The efficacy of low frequency repetitive transcial magnetic stimulation for treating auditory verbal hallucinations in schizophrenia: Insights from functional gradient analyses

Affiliations

The efficacy of low frequency repetitive transcial magnetic stimulation for treating auditory verbal hallucinations in schizophrenia: Insights from functional gradient analyses

Yuanjun Xie et al. Heliyon. .

Abstract

Background: Auditory Verbal Hallucinations (AVH) constitute a prominent feature of schizophrenia. Although low-frequency repetitive transcranial magnetic stimulation (rTMS) has demonstrated therapeutic benefits in ameliorating AVH, the underlying mechanisms of its efficacy necessitate further elucidation.

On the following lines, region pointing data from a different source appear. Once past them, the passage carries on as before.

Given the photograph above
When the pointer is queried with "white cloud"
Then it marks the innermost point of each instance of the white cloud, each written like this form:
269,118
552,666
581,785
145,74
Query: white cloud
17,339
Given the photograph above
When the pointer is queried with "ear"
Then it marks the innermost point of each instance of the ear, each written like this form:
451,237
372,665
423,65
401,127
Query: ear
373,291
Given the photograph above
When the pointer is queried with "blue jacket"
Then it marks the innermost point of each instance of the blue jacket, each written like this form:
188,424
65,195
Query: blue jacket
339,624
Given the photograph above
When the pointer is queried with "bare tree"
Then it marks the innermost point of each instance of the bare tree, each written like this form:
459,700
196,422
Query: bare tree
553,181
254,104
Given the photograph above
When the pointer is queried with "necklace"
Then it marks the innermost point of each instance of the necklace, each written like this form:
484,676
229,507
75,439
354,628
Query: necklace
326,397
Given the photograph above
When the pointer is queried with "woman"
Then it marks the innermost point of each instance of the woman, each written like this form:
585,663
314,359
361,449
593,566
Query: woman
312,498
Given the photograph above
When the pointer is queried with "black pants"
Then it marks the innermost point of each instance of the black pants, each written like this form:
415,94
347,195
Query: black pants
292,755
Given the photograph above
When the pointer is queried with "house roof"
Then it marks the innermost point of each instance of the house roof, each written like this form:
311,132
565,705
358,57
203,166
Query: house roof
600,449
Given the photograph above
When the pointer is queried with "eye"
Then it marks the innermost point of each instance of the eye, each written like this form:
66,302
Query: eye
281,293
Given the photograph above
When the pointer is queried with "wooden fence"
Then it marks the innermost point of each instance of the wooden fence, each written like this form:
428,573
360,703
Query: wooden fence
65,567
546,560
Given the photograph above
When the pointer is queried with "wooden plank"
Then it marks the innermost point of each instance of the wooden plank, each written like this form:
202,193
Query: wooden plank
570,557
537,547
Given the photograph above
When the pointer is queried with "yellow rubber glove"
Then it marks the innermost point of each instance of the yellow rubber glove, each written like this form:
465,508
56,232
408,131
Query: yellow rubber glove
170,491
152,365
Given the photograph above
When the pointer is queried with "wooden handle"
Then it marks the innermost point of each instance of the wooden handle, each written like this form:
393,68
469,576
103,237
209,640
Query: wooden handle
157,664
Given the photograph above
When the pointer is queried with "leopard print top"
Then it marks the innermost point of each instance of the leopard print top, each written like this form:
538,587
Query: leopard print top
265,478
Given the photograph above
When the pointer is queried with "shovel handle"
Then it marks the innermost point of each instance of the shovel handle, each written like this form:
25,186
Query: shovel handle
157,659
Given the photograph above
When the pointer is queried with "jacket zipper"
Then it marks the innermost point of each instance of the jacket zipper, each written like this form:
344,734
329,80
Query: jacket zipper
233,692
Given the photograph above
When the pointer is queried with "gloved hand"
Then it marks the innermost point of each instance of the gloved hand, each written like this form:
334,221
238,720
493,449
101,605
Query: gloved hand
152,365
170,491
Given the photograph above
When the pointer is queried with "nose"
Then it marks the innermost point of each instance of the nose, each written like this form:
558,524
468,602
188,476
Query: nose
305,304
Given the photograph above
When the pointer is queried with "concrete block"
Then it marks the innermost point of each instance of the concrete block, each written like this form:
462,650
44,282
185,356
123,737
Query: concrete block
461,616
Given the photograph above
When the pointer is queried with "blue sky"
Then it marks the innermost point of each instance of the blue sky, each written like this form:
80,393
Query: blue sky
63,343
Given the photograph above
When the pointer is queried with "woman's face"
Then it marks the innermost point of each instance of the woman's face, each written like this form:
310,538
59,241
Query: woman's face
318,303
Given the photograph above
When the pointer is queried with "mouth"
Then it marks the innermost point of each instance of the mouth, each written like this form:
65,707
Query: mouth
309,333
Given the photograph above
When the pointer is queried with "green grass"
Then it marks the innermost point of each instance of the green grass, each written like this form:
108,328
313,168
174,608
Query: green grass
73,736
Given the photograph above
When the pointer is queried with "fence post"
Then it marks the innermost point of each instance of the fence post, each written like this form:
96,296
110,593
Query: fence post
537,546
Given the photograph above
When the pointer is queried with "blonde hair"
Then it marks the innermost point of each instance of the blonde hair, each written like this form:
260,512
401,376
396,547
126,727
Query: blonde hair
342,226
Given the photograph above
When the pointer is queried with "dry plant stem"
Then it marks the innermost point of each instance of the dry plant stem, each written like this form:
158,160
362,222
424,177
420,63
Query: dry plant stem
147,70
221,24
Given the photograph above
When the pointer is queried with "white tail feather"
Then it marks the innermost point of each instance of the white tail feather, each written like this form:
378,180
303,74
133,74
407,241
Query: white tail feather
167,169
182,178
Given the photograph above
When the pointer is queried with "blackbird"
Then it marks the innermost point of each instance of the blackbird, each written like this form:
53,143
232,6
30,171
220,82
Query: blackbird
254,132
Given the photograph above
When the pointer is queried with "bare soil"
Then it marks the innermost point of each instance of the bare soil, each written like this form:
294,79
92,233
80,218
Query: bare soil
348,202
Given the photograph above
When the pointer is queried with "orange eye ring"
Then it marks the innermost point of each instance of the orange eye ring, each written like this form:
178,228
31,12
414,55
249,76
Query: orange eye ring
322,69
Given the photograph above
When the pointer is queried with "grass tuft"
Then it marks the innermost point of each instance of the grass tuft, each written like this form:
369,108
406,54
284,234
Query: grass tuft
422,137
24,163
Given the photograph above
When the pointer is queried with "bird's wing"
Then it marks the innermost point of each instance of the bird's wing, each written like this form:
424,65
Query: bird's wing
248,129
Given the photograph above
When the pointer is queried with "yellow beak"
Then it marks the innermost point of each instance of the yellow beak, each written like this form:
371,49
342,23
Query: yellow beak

Objective: This study investigated the cortical gradient characteristics and their associations with clinical responses in schizophrenia patients with AVH, mediated through 1 Hz rTMS targeting the left temporoparietal junction.

Method: Functional gradient metrics were employed to examine the hierarchy patterns of cortical organization, capturing whole-brain functional connectivity profiles in patients and controls.

Results: The 1 Hz rTMS treatment effectively ameliorated the positive symptoms in patients, specifically targeting AVH. Initial evaluations revealed expanded global gradient distribution patterns and specific principal gradient variations in certain brain regions in patients at baseline compared to a control cohort. Following treatment, these divergent global and local patterns showed signs of normalizing. Furthermore, there was observed a closer alignment in between-network dispersion among various networks after treatment, including the somatomotor, attention, and limbic networks, indicating a potential harmonization of brain functionality.

Conclusion: Low-frequency rTMS induces alternations in principal functional gradient patterns, may serve as imaging markers to elucidate the mechanisms underpinning the therapeutic efficacy of rTMS on AVH in schizophrenia.

Keywords: Auditory verbal hallucinations; Brain connectivity patterns; Functional gradient; Repetitive transcranial magnetic stimulation; Schizophrenia.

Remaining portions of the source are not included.